Either way, I don’t care. Nor should Californians who have any sense of math.

It’s bizarre to watch the gas tax emerge as the number one issue in a state with real challenges in housing, economy, education and health care.

Because the gas tax is a small tax increase that does very little. Almost everything said by both sides of the debate is an exaggeration.

The gas tax makes very small increases in the state excise tax on gasoline (by 12 percent per gallon, or 20 cents for diesel fuel), and installs a new annual vehicle fee of less than $200. I’m not saying that’s nothing, but it’s pennies compared to the greater costs Californians are bearing in housing, energy and education.
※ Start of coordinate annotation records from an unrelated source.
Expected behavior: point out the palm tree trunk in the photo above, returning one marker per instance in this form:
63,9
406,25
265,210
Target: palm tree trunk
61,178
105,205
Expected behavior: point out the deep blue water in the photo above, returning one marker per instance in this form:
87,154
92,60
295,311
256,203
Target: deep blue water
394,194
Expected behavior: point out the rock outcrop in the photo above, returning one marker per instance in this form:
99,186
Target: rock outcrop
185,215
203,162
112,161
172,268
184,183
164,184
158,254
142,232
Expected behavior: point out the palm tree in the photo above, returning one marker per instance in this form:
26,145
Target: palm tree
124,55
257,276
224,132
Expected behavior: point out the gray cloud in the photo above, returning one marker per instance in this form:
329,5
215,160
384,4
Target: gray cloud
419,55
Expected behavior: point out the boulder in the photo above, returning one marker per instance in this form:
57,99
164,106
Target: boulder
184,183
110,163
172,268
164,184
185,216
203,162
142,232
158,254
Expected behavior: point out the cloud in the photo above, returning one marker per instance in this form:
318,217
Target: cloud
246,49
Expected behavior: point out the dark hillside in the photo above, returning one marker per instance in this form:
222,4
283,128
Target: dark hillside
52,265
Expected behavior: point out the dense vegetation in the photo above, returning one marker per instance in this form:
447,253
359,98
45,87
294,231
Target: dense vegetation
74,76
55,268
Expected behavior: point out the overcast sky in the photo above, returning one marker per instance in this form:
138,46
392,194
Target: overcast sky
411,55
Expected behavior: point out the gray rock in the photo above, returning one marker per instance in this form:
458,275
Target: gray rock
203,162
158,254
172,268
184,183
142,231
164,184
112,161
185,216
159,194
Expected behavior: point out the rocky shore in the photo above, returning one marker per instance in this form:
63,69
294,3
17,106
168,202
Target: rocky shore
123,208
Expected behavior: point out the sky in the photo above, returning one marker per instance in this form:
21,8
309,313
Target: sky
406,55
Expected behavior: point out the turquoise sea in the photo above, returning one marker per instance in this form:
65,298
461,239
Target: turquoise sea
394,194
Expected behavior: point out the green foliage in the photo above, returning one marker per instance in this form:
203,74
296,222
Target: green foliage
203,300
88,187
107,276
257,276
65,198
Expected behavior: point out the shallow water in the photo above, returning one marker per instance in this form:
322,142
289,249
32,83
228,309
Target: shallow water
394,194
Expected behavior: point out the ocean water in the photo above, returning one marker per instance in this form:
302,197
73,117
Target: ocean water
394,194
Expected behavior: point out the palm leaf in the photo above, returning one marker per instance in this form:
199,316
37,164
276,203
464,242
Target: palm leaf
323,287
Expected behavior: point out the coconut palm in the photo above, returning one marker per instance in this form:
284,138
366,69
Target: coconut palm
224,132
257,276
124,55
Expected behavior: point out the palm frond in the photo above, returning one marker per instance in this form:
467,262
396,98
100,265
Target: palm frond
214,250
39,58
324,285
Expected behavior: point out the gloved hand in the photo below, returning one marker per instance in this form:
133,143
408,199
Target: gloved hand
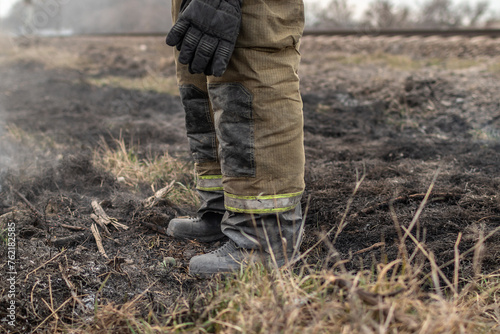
206,34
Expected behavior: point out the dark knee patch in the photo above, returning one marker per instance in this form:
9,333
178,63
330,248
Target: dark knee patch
233,115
The gas tax’s defenders are also exaggerating its impact, or how much it will help our needs. By one estimate, the state has a backlog of $130 billion in repair and replacement projects in transportation; the backlog is more like $800 billion for infrastructure as a whole.

And the gas tax? It produces all of $5 billion a year, or less than 4 percent of that backlog. Gavin Newson, will be as old as Jerry Brown is today by the time the gas tax produces enough revenue to cover today’s backlog.

But California politics has little do with any lived reality. And so the gas tax is becoming an issue to drive what could be the most important election for the state, and the American republic, in decades.

Wise voters, if there are any left, can safely ignore the gas tax. Pretty much everything else is a bigger issue.